Michel Gairaud et Marcus Malte, invité des Nouvelles Hybrides

Michel Gairaud et Marcus Malte © M. C.

Il est des scènes dont l’évocation émeut profondément l’auteur, qui, les larmes aux yeux, poursuit en expliquant combien Nabokov s’amuse avec la structure et les mots : « il fait ce qu’il veut, il se balade, nous balade et c’est beau et c’est bon ».

Jean Giono le « magnifique »

Marcus Malte rit lorsqu’il raconte comment il a fait la connaissance de l’auteur : celle qui allait devenir son épouse suivait alors des études à la faculté de lettres d’Aix-en-Provence.

En lecture imposée, elle avait Que ma joie demeure. « Ne lis pas ça c’est trop chiant ! » lui lança-t-elle.
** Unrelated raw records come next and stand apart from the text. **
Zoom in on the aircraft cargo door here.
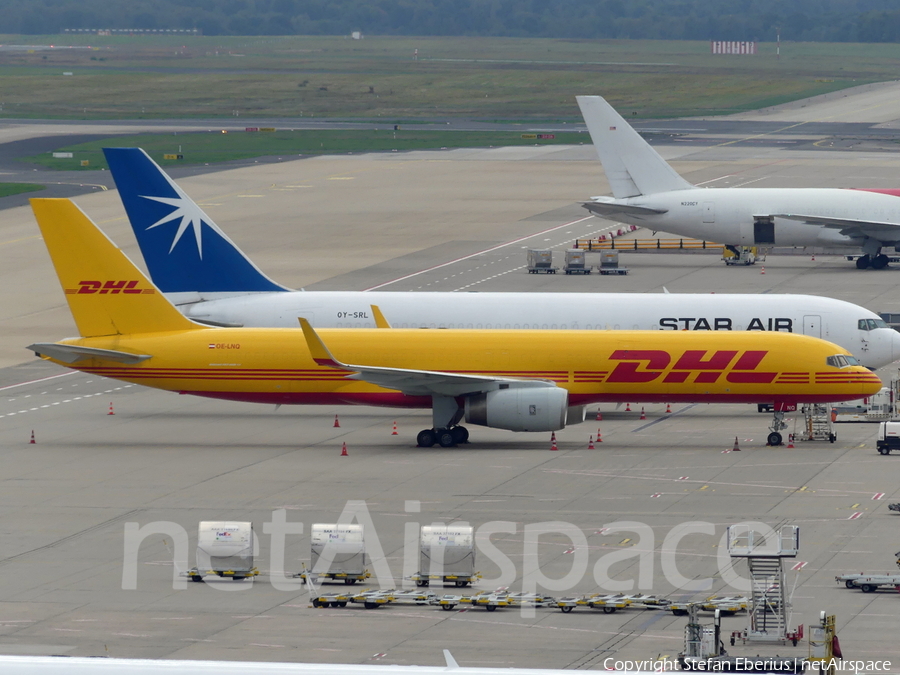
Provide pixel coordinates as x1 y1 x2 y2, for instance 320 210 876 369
703 202 715 223
802 315 821 338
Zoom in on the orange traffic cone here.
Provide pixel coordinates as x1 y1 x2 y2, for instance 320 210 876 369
550 436 558 451
333 414 340 428
625 402 631 412
340 442 348 456
29 430 35 444
665 403 672 414
640 407 646 420
811 254 816 261
595 410 602 421
596 429 603 442
732 436 741 452
787 433 795 448
108 401 115 416
588 436 595 450
550 431 557 443
391 421 398 435
760 266 766 275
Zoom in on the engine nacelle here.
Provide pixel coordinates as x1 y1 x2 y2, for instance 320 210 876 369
464 386 568 432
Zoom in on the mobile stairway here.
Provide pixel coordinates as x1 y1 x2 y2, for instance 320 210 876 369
727 524 802 646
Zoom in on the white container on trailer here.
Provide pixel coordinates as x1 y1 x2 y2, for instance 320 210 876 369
419 525 475 579
195 521 254 578
310 524 367 576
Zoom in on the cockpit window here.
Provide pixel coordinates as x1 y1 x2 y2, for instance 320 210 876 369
860 318 890 330
827 354 859 367
872 318 888 329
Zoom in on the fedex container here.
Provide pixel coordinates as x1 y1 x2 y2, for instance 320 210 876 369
419 525 475 578
311 524 366 575
196 521 254 577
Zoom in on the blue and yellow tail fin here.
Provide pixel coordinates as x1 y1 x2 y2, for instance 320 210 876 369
30 198 201 337
103 147 290 295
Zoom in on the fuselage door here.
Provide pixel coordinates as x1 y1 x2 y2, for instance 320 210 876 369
802 315 822 338
703 202 715 223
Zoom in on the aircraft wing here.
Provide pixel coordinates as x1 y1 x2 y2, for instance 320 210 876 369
582 198 667 217
28 343 151 364
772 213 900 240
299 319 556 397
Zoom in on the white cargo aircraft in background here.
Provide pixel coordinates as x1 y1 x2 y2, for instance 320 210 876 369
577 95 900 269
101 147 900 370
0 654 655 675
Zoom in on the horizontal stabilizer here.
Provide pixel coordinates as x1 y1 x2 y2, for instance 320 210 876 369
582 200 667 217
577 95 693 199
28 343 151 364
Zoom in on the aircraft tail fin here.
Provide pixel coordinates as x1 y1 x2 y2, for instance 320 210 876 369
103 147 290 295
30 198 201 338
576 96 694 198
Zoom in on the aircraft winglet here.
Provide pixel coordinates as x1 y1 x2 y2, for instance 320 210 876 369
298 318 346 368
371 305 391 329
443 650 459 669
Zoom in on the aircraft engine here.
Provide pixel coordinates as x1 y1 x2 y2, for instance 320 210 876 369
464 386 569 432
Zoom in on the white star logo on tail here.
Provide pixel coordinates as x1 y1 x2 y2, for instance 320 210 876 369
139 175 227 259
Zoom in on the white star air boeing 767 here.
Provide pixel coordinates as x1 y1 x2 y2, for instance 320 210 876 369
577 95 900 270
100 147 900 372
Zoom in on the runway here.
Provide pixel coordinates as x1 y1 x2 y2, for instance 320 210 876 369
1 86 899 668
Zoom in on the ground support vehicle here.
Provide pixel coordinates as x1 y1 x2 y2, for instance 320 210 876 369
293 570 371 585
837 573 900 593
723 246 760 266
669 596 749 617
598 251 628 275
184 566 260 583
877 421 900 454
526 249 557 274
563 249 591 274
410 572 480 587
311 589 438 609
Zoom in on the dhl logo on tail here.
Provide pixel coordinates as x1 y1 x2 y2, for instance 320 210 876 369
65 280 156 295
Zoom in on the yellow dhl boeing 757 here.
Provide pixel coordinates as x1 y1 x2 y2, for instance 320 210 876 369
28 199 881 447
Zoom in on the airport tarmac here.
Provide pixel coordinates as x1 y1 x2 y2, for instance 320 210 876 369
2 87 900 668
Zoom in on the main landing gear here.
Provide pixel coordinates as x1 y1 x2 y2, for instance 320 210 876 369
417 394 469 448
416 426 469 448
855 253 890 269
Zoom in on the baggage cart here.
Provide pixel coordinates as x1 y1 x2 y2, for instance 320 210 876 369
527 249 558 274
563 249 591 274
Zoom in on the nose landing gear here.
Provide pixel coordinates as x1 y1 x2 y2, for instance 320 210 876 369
767 410 787 446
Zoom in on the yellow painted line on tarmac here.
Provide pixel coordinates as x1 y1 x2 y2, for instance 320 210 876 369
0 234 41 247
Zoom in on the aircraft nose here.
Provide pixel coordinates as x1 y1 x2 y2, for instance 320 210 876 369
891 329 900 364
863 328 900 369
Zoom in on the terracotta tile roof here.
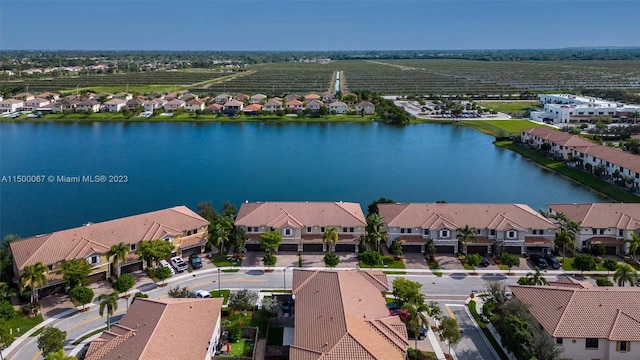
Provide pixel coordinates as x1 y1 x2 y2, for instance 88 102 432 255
586 236 622 245
286 100 304 106
104 98 126 105
329 101 347 107
379 203 555 231
233 93 249 100
224 99 243 107
306 99 324 107
10 206 209 270
580 145 640 174
166 99 185 105
236 202 366 228
85 297 223 360
356 101 374 108
547 203 640 230
250 93 267 100
186 99 204 105
547 276 593 289
265 99 283 107
522 127 594 147
290 270 408 360
206 103 223 110
304 93 321 100
524 236 554 245
243 104 262 111
510 285 640 340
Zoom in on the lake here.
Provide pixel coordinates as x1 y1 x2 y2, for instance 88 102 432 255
0 121 606 239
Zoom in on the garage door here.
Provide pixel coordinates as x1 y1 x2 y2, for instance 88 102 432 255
245 244 262 251
402 244 423 253
181 246 202 258
279 243 298 252
505 246 522 255
121 260 143 274
303 244 324 252
435 246 455 253
88 271 107 284
39 283 65 298
605 246 617 255
334 243 356 253
466 245 488 255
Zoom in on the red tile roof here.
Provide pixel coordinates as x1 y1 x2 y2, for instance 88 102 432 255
290 270 408 360
236 202 366 228
547 203 640 230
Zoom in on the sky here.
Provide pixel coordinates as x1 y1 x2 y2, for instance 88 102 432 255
1 0 639 51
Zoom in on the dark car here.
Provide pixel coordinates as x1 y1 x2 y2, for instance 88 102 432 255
407 325 427 340
189 254 202 269
544 255 561 269
480 255 490 267
529 254 548 269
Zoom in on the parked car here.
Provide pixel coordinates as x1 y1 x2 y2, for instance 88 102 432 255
195 290 211 298
480 255 490 267
159 259 175 276
170 256 188 272
529 254 549 269
406 325 427 340
189 254 202 269
544 255 561 269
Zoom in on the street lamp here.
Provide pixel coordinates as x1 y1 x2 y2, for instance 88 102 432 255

Bien évidemment, c’est ce qui motiva la plongée dans l’œuvre puis dans les autres textes du père des Cahiers du Contadour. « Le hussard sur le toit est un bon exemple de son écriture, car c’est en même temps « grand public » et magnifiquement écrit. Même si Angelo est un héros assez pur, des choses atroces sont écrites. Giono est un type qui est capable de nous emmener où il veut et de nous faire croire tout ce qu’il raconte, même si les faits sont tout autres, mais on est embarqués, mystifiés. Il y a la beauté, la dureté, ce qui est implacable dans la nature de même que chez les hommes. » Lorsque l’adaptation cinématographique est mise sur la sellette, chacun conviendra que la comparaison nuit au film.
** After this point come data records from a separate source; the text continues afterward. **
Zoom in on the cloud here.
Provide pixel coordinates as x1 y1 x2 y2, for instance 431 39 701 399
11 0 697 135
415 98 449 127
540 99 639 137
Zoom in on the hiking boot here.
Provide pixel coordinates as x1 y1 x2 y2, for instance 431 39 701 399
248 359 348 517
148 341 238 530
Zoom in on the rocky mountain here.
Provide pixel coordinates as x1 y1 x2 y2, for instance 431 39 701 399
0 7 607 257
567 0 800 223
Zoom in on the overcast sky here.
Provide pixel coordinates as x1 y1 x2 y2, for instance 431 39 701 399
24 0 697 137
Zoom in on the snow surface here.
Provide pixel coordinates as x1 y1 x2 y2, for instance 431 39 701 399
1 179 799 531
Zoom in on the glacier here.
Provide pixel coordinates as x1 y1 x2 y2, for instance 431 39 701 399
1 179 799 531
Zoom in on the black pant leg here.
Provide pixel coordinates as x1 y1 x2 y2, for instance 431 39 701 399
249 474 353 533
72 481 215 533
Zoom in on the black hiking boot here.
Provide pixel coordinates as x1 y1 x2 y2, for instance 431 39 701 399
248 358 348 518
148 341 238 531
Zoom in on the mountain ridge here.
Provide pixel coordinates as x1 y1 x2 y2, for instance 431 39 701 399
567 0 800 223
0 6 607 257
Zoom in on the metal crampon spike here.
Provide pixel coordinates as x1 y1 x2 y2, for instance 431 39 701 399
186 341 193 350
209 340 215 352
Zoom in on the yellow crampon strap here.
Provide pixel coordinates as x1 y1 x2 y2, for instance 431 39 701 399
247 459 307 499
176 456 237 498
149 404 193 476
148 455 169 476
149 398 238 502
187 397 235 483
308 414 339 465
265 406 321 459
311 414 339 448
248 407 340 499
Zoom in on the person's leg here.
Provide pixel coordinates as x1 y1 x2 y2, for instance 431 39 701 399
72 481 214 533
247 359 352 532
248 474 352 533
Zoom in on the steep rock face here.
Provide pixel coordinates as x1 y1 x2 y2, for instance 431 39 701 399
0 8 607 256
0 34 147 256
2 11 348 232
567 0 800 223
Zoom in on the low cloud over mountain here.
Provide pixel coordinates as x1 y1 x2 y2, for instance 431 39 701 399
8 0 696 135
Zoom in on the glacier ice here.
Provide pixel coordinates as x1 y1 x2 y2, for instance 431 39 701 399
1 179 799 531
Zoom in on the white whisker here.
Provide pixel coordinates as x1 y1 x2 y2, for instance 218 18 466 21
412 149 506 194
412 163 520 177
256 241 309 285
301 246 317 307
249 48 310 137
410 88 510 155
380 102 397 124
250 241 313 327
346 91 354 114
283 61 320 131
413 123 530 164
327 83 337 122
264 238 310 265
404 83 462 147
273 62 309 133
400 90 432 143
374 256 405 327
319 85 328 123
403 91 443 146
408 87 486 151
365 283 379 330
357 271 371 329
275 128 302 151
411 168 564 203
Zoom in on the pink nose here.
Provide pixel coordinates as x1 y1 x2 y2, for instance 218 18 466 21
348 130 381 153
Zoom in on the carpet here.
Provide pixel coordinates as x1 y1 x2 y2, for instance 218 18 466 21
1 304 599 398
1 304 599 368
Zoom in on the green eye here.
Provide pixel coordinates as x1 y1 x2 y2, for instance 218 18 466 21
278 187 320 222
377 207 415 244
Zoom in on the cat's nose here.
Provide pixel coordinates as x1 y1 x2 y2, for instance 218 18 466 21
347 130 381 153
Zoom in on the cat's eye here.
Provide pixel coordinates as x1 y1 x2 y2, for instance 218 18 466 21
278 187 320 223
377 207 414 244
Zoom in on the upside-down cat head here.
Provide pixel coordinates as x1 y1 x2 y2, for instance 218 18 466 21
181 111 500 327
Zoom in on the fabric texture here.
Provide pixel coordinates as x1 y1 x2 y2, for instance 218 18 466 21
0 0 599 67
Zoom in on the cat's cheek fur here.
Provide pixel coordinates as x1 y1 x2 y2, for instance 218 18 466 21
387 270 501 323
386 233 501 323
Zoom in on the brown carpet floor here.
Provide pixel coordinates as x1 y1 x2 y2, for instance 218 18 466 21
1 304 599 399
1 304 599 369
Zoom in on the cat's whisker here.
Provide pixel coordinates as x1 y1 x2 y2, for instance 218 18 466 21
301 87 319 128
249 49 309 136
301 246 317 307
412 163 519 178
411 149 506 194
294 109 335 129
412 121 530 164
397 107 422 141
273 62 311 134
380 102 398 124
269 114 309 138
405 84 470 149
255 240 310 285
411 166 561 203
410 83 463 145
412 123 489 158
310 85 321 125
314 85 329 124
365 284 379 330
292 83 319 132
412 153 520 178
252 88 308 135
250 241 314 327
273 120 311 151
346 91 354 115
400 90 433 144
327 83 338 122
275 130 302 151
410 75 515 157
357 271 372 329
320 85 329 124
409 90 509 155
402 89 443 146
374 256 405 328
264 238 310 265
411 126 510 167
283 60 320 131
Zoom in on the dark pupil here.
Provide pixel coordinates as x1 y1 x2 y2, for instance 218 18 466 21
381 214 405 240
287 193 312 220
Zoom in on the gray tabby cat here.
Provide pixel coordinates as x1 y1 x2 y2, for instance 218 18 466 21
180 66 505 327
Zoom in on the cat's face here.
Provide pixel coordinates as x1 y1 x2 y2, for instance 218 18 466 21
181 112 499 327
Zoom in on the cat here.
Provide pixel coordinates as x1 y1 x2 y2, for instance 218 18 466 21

Marcus Malte, invité des Nouvelles Hybrides

 Marcus Malte © M. C.

« Il est important que ce soit un bon film, même s’il n’est pas fidèle, il s’agit de deux médiums différents », sourit Marcus Malte.

Albert Cohen, celui qui « n’a peur de rien »

Mangeclous, deuxième roman de la trilogie (puis tétralogie, précédé de Solal, et suivi par Belle du seigneur et enfin Les Valeureux) d’Albert Cohen, est pour Marcus Malte, le livre le plus drôle qu’il ait jamais lu, alliant satire politique, humour, esprit de la farce. « Il n’a peur de rien, Albert Cohen, il n’hésite pas à aller dans la grossièreté du trait. Ce qui est difficile pour lui, c’est de s’arrêter, il avait l’habitude de dicter ses textes et se laissait emporter par le flux des mots. D’habitude, précise Marcus Malte, je n’aime pas trop ça que l’on force l’accent, mais avec lui, ça marche, il n’a pas peur de s’emparer de clichés » … La verve inextinguible du diplomate fait partie des jubilations littéraires de l’invité qui les partage avec gourmandise avec le public de la bibliothèque de La Tour d’Aigues.
Ce qui rend les auteurs fabuleux, c’est la conjonction entre un style et une histoire… la dernière jubilation en date de Marcus Malte, 2666 de l’auteur chilien Roberto Bolaño.